Achoura: Taroudant vibre au rythme de la Dakka (Géoparc Jbel Bani)
Pour les passionnés de folklore et d'art de fraja (spectacle de rue) à Taroudant, la nuit d’Achoura a un caractère typique et particulier. Hommes et femmes, jeunes et moins jeunes, artisans et commerçants, issus de catégories sociales différentes, se préparent à cette soirée dans un esprit de communion qui confère au moment une ambiance à la fois spirituelle, festive et chaleureuse.
Telle est la nuit du neuf Moharram dite « nuit de Achoura », ou encore « la nuit de la bénédiction » pour certains, que les habitants de Taroudant perpétuent des décennies durant avec une série de rituels dont la cérémonie de « la Dakka Roudania » qui constitue l'un des genres musicaux authentiques de cette ville enracinée dans l'histoire.

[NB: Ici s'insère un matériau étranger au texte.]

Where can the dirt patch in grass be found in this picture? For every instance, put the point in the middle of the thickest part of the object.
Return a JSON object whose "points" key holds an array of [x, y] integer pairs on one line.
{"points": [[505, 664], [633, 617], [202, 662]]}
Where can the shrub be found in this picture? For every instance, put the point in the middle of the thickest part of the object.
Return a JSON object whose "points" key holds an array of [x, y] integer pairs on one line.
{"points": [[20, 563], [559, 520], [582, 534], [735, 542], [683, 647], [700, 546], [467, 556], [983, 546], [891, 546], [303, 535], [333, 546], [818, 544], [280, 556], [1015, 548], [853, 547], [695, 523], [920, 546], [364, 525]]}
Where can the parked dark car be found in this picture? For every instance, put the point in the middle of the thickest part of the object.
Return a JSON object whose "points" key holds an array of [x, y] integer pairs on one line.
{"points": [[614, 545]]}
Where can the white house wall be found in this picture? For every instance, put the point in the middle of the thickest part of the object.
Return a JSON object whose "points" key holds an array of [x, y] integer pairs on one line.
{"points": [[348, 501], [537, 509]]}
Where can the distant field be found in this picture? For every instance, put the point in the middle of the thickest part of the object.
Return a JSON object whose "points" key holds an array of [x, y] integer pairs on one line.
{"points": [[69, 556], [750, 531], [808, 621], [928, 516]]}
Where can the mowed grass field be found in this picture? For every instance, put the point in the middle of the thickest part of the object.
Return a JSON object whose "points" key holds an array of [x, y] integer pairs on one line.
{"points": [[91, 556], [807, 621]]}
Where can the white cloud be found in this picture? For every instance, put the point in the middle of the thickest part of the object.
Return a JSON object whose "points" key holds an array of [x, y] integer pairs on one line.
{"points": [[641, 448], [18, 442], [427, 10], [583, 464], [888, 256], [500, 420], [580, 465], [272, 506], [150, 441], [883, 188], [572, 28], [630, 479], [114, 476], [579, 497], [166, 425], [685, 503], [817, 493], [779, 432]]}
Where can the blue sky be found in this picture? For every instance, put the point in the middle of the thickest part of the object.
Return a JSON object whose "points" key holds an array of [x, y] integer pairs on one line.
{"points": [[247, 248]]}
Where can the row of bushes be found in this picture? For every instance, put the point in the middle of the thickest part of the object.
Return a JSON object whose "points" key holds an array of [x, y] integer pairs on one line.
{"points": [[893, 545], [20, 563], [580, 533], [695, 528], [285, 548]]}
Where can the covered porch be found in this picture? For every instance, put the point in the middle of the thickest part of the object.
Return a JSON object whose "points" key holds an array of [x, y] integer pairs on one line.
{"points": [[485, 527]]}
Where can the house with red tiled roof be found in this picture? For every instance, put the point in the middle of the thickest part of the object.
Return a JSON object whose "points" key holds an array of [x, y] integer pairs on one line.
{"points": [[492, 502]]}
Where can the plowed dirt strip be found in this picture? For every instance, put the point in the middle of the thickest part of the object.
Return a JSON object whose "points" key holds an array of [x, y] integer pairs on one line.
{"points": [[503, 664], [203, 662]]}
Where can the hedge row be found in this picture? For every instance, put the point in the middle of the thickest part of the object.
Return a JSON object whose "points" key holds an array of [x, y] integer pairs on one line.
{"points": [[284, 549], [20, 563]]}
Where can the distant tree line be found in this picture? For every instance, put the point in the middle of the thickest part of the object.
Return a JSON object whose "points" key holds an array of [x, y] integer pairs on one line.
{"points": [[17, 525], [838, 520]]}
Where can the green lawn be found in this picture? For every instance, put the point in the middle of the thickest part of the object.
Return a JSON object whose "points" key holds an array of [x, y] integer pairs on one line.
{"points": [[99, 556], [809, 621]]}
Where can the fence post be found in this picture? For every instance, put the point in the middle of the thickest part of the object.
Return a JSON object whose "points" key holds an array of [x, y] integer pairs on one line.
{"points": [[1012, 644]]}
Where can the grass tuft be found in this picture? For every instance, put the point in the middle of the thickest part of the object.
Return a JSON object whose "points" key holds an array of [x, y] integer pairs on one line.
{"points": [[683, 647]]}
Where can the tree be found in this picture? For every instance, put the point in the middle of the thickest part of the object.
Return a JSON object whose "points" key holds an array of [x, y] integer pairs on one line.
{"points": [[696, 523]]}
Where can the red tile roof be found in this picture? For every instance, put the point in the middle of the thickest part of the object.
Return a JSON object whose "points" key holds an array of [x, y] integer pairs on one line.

Cette date qui a coïncidé, cette année, avec le 19 septembre, a constitué un moment idoine pour les amoureux de Dakka et ses praticiens (dqaiqiyas), de converger à la Maâsra (moulin à huile d'olive) Ait Naâma à l'occasion de la première édition de la « Rencontre du patrimoine ».

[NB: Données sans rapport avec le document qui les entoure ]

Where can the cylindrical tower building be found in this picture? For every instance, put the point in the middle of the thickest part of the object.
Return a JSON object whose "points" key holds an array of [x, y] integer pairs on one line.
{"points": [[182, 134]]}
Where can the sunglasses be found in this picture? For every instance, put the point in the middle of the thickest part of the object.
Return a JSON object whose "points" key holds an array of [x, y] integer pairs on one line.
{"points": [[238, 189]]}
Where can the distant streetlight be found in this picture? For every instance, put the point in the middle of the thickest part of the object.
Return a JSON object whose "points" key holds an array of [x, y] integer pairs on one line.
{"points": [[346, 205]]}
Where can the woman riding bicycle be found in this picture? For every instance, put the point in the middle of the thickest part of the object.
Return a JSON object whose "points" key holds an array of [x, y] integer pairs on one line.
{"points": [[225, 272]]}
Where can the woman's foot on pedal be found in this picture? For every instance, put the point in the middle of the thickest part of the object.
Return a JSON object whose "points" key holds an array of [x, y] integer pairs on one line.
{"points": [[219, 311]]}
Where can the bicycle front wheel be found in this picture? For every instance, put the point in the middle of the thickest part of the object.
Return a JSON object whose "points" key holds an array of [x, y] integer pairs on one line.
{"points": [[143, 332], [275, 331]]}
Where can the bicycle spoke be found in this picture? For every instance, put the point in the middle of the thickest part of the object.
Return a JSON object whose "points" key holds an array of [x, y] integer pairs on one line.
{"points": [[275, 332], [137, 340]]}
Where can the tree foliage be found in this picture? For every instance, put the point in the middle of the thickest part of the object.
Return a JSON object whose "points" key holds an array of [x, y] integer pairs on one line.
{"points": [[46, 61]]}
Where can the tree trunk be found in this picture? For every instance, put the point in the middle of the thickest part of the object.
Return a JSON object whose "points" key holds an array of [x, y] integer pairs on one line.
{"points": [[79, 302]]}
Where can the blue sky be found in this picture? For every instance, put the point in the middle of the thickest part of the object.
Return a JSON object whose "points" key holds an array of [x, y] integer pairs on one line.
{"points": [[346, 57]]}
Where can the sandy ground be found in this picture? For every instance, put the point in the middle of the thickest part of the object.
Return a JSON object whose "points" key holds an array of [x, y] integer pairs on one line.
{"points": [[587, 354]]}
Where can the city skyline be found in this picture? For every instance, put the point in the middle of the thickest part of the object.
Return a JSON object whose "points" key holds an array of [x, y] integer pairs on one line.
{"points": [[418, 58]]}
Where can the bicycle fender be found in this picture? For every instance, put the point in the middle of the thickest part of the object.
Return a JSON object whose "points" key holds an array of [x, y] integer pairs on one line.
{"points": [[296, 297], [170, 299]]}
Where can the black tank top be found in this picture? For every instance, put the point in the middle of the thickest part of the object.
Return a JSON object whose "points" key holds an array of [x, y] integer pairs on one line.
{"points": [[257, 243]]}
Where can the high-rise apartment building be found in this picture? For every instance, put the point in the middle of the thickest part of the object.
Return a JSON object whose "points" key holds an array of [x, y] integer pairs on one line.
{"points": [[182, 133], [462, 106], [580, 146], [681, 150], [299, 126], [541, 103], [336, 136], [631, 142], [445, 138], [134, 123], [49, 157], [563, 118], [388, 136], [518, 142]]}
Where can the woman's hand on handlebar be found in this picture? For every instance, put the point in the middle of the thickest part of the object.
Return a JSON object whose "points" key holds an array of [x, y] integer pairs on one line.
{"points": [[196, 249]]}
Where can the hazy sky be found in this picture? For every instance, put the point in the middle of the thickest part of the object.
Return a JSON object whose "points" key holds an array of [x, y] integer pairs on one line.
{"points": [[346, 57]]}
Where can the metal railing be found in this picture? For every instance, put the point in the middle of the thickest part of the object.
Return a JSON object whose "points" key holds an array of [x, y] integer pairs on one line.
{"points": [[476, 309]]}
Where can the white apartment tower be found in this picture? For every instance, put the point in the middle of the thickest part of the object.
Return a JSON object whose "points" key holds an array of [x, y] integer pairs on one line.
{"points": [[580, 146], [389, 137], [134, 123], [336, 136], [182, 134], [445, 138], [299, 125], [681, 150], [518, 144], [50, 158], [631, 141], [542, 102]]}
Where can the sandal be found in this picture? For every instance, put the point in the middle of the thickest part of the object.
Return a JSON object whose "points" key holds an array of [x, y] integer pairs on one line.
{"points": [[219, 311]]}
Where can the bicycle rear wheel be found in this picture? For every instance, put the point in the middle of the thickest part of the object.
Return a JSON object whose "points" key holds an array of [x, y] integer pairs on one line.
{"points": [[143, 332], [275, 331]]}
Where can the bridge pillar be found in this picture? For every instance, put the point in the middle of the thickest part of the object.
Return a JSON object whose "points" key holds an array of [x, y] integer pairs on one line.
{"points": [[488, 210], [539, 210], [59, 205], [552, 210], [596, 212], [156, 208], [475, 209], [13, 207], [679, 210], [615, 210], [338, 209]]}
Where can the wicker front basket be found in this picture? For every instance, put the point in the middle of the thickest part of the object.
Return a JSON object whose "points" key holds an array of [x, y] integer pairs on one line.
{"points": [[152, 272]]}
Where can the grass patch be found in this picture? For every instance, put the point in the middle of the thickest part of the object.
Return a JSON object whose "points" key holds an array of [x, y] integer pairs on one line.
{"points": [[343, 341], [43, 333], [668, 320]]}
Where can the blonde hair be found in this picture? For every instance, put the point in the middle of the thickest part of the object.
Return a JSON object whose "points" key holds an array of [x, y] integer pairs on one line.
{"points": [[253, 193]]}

L'assistance a été gratifiée d'une soirée de Samaâ animée par l'Association Al-Ichrak qui a puisé dans le registre des chants mystiques et des louanges au prophète Sidna Mohammed outre ds morceaux de Malhoun et de l'art de Griha.

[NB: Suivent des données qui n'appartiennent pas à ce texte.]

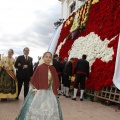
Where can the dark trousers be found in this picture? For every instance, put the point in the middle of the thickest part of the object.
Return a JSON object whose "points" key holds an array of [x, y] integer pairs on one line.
{"points": [[63, 79], [80, 78], [26, 86], [59, 76], [67, 81]]}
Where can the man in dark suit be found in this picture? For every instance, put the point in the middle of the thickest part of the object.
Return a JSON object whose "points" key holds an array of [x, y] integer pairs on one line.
{"points": [[67, 76], [24, 68], [63, 81], [81, 71], [57, 66]]}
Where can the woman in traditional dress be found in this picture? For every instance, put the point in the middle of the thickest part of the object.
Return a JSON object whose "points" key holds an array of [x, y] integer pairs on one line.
{"points": [[8, 81], [42, 102]]}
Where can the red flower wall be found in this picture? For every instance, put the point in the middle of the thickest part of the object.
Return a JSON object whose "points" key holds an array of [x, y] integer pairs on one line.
{"points": [[103, 20]]}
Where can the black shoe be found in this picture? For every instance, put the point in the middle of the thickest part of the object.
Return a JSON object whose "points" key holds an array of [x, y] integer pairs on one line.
{"points": [[73, 98], [81, 99], [17, 98], [67, 96], [3, 99]]}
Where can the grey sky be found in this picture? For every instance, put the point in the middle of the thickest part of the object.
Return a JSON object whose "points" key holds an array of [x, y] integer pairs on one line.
{"points": [[27, 23]]}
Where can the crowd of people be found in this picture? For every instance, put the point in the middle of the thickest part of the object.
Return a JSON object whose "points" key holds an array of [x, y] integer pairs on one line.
{"points": [[43, 83]]}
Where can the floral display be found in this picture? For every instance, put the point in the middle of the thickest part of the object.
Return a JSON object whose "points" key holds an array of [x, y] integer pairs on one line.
{"points": [[99, 40]]}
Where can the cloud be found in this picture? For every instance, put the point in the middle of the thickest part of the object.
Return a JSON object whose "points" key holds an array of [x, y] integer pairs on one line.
{"points": [[27, 23]]}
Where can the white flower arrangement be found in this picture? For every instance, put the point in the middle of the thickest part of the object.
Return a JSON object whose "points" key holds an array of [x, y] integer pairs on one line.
{"points": [[93, 47]]}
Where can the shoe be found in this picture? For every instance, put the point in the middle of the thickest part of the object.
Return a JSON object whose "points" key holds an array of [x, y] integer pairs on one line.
{"points": [[67, 96], [17, 98], [81, 99], [3, 99], [73, 98]]}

Dans cet endroit où les tentes ont été dressées et le sol couvert de tapis, les foules d'invités se succèdent pour savourer un moment artistique unique qui ne se répète qu'une fois par an, alliant les sentiments de célébration avec ses manifestations de chants, de joie et de spiritualité, les louanges au prophète et la fumée odoriférante qui se dégage de l'encens.
A l'approche de minuit, les dqaiqiyas, artisans qui forment le groupe, dans leur habits traditionnels, progressent vers le centre de la tente pour dessiner un large cercle avec au centre le M'kadem Baba Ali Naâma, véritable maestro depuis des décennies, qui donnent ses ordres, avec une douceur mêlée à un sourire spontané. Il trace, selon des critères spécifiques, une forme géométrique aux membres de son groupe dans une maîtrise parfaite de leurs performances.
Au côté du M'kadem, deux autres membres de la troupe veillent à la maîtrise du rythme et du spectacle basé sur diverses percussions (Tambourins et crotales) dans un rythme précis.
La soirée commence par une première dite «El'aït» (appel) qui consiste en une poésie chantée sur un rythme lent et des percussions sommaires. Emmenés par le chef percussionniste, les membres de la troupe commencent à accélérer progressivement la machine rythmique en prélude à la modification du rythme attendu lors de la troisième et dernière phase de la dakka appelée qfal ou qfal Afûs.
C'est par le geste d'une frappe surajoutée que le Mkaddam annonce le changement du rythme. Si «l'entrée» est réussie c'est l'enchantement total, dans le cas contraire, c'est le honte et l'humiliation.
Cette phase finale requiert en effet une grande attention et perspicacité de la part du groupe. D'ailleurs la réussite d'un spectacle de deqqa en dépend et toute non harmonisation entre les dqaiqiyas implique automatiquement un échec, d'après le Mkaddam Baba Na'ma.
Le spectacle célébrant la nuit d’Achoura se poursuit avec plusieurs autres séquences rythmées jusqu'à e que le Mkaddam, avec virtuosité, décide que le moment est venu pour donner le clap de fin.
Partie intégrante de l'héritage culturel marocain, la Dakka est une tradition musicale qui puise son origine du patrimoine oral. Les spectacles organisés le temps de cette fête religieuse d’Achoura et des manifestations culturelles contribuent aux efforts visant à la mettre en valeur, préserver et pérenniser.